Mosses were some of the first living things to make the Earth green more than 400 million years ago. In Denmark, there are about 650 species of moss, and the stories they tell are worth listening to.
An article by Kristine Kjørup Rasmussen (Head of biodiversity in SLA, Biologist, Ph.D. in vegetation ecology) and Irina Goldberg (biologist, Ph.D)
Originally brought in the journal Landskab (no. 3, 2020)
Mosses were some of the first living things to make the Earth green more than 400 million years ago. And still today, the marvelous mosses make the Earth green, especially in humid areas that Denmark is rich in. In winter, when herbs and grasses are brown and withered, the green color of the mosses is more clearly seen. But it is as if this million-year-old robust growth form is not really being respected for its beauty and its value by us geological babies, humans. We fight moss in lawns, we wash stones and roofs and clean cemetery dikes to keep the mosses away.
Why? Is moss ugly? Moss is a spore plant without roots, yet enormously effective at absorbing water in its simple and thin cell tissue. Thus, mosses can exploit habitats that they often only share with lichens (a flake-shaped symbiosis between algae and fungus).

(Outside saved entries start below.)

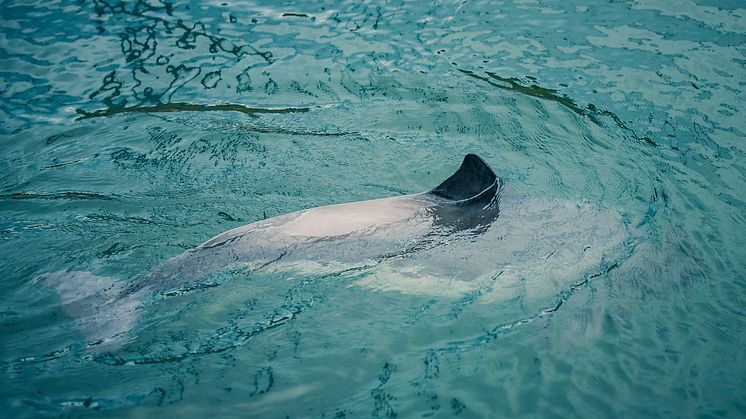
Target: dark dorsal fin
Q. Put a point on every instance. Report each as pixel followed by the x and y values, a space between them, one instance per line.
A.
pixel 472 178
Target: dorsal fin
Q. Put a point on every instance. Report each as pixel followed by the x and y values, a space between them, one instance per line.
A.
pixel 471 179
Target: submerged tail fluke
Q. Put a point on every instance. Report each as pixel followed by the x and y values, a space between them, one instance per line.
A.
pixel 96 303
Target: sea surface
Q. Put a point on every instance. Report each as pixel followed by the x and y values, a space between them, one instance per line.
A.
pixel 131 132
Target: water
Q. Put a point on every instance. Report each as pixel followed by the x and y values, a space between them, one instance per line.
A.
pixel 133 132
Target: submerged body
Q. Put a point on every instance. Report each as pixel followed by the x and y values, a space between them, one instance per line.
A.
pixel 468 233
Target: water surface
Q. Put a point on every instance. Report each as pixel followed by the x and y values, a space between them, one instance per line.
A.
pixel 131 132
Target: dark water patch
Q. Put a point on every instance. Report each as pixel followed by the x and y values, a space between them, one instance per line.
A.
pixel 187 107
pixel 69 195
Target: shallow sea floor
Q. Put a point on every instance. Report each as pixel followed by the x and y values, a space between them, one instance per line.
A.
pixel 132 132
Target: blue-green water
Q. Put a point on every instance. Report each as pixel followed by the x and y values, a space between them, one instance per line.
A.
pixel 131 132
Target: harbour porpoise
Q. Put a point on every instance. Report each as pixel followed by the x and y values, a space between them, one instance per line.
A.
pixel 468 231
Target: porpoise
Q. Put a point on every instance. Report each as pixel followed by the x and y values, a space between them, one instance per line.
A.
pixel 468 231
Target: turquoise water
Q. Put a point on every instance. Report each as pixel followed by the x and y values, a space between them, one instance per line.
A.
pixel 133 132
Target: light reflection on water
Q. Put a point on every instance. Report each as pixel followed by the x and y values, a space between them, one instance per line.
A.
pixel 207 116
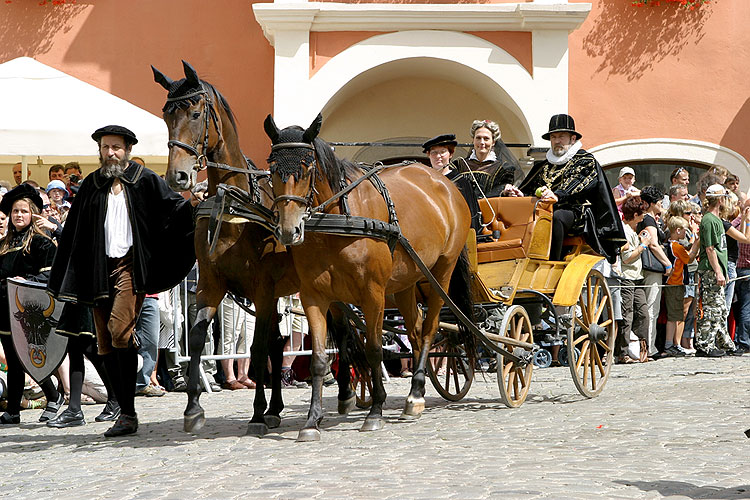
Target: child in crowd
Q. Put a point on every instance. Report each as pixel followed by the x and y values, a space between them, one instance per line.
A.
pixel 674 294
pixel 625 189
pixel 733 186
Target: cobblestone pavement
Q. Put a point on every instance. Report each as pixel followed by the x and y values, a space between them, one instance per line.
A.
pixel 672 428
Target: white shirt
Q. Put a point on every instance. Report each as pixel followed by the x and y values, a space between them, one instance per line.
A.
pixel 118 234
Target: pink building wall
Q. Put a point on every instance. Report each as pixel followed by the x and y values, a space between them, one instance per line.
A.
pixel 634 72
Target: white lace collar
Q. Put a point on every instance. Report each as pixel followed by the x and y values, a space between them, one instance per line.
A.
pixel 560 160
pixel 490 157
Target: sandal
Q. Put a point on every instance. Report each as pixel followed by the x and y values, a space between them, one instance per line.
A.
pixel 247 383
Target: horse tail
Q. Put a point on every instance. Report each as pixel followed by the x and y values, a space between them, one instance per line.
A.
pixel 346 339
pixel 460 292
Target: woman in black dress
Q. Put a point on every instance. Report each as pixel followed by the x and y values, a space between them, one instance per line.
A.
pixel 25 252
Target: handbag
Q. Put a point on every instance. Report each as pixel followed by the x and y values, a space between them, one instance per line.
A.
pixel 651 263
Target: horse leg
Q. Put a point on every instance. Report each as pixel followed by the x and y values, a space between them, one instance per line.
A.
pixel 194 417
pixel 276 345
pixel 373 313
pixel 315 310
pixel 343 336
pixel 406 302
pixel 264 308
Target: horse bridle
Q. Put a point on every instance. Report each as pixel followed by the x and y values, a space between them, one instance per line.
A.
pixel 305 201
pixel 209 113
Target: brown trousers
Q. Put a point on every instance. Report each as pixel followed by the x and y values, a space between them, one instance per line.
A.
pixel 115 316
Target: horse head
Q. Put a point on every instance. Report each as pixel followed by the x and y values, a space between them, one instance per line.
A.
pixel 293 169
pixel 194 123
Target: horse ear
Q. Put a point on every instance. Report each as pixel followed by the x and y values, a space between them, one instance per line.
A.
pixel 162 79
pixel 272 131
pixel 190 73
pixel 313 130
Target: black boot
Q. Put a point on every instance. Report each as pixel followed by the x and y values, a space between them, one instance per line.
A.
pixel 110 413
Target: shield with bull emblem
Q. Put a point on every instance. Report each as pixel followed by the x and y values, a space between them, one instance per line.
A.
pixel 33 318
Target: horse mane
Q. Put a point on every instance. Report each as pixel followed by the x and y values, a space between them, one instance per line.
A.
pixel 337 170
pixel 182 87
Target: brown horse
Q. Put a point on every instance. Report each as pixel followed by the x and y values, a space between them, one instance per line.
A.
pixel 432 215
pixel 247 260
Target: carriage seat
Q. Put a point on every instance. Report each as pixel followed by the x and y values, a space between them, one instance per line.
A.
pixel 525 228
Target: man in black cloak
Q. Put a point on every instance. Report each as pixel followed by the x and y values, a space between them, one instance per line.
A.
pixel 573 180
pixel 127 234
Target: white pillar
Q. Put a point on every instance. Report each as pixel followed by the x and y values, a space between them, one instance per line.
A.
pixel 550 56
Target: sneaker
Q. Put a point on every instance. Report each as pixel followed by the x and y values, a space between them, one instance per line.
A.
pixel 150 391
pixel 288 380
pixel 68 418
pixel 180 385
pixel 675 351
pixel 110 413
pixel 52 408
pixel 125 424
pixel 711 353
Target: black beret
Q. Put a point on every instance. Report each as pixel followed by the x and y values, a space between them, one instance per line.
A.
pixel 441 140
pixel 127 134
pixel 21 191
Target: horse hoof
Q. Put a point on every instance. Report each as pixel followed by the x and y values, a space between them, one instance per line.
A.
pixel 372 424
pixel 195 422
pixel 257 429
pixel 308 435
pixel 414 407
pixel 346 405
pixel 272 421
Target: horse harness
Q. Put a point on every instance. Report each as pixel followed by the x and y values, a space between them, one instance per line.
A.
pixel 202 162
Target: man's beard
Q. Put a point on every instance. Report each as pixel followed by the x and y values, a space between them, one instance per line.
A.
pixel 113 168
pixel 561 149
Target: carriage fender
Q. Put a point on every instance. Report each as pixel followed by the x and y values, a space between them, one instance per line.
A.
pixel 569 287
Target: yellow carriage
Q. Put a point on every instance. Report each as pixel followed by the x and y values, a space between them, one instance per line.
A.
pixel 511 274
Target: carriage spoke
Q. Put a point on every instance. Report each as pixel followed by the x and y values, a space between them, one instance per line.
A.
pixel 580 339
pixel 585 359
pixel 582 356
pixel 455 376
pixel 604 345
pixel 521 376
pixel 598 360
pixel 600 309
pixel 592 358
pixel 584 309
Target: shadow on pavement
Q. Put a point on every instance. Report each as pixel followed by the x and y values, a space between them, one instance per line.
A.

Mosses are everywhere like a green backdrop. You have to bend your knees or find the magnifying glass to be able to see their small fine leaves and spore houses that sit on a short or long stem (seta). Typical habitats are bare soil, rocks and living and dead trees. In the countryside and in the cities. Why not invite them into our built world and let them decorate surfaces with their “shades of green” and feeling of a nature that is so much older and bigger than ourselves?